Many major American cities have stories of how they’ve transformed themselves — or at least attempted transformations — from periods of economic downturn, crime and corruption into better approximations of the mythical, idyllic “city on a hill” that these metropolises may aspire to be.
In the case of Boston, a change began in 1996 with the implementation of Operation Ceasefire (informally known as the Boston Miracle). The program was aimed at policing and curtailing group-related gun violence as part of a larger-scale problem. It ultimately helped reduce youth homicide, and variations of the approach have evolved into similar programs across the country over the years.
Showtime’s compelling new 10-episode drama, City on a Hill, (beginning June 16) offers a riveting fictional account of how the Boston Miracle began to transpire. The series takes place in 1992, a time when criminals in the city were emboldened by the corruption and racism that was the norm among law enforcement. (Befitting the time period and location, brace yourself to regularly hear racial epithets casually uttered by some characters.)

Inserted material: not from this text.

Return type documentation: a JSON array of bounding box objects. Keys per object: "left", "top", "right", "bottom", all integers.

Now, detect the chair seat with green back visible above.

Assistant District Attorney Decourcy Ward (Aldis Hodge, Underground), recently arrived from Brooklyn, finds his idealism immediately tested by the city’s circumstances. But when a family of armored car robbers from the Charlestown neighborhood, led by Frankie Ryan (Jonathan Tucker), embark on a crime wave, Ward forms an unlikely alliance with corrupt yet venerated FBI veteran Jackie Rohr (an incredible, Emmy-worthy Kevin Bacon) to take them on. As the case grows, it involves — and ultimately subverts — the entire criminal justice system of Boston.
“From the first time I read the pilot, Jackie’s voice was something that I heard,” Bacon shares. “His manner of speaking, the way that (writer) Chuck MacLean constructs dialogue in this world of ‘90s, sort of cops and robbers, had a kind of gritty vibe to me that was reminiscent of the movies that I loved in the ‘70s, from (Martin) Scorsese and Sidney Lumet. And I felt like there wasn’t much on television that was really in this pocket … nothing that quite felt like this.
“I don’t really feel like I’ve been Jackie before, not quite in this kind of way,” Bacon added. “(In) ‘The Following,’ a lot of what that was about was a very internalized kind of character who said very, very little and had a lot of secrets. Jackie can’t shut up. I start talking from the beginning, and I keep talking all the way to the end.
“I look at these scripts, and we highlight them in yellow, and I go, ‘That’s too much yellow. That’s too much yellow for a 60-year-old guy to learn,’ and yet that’s one of the things that I love about it, because it’s this kind of verbosity that he has, which is not something that — at least in recent times — I’ve really been exploring.”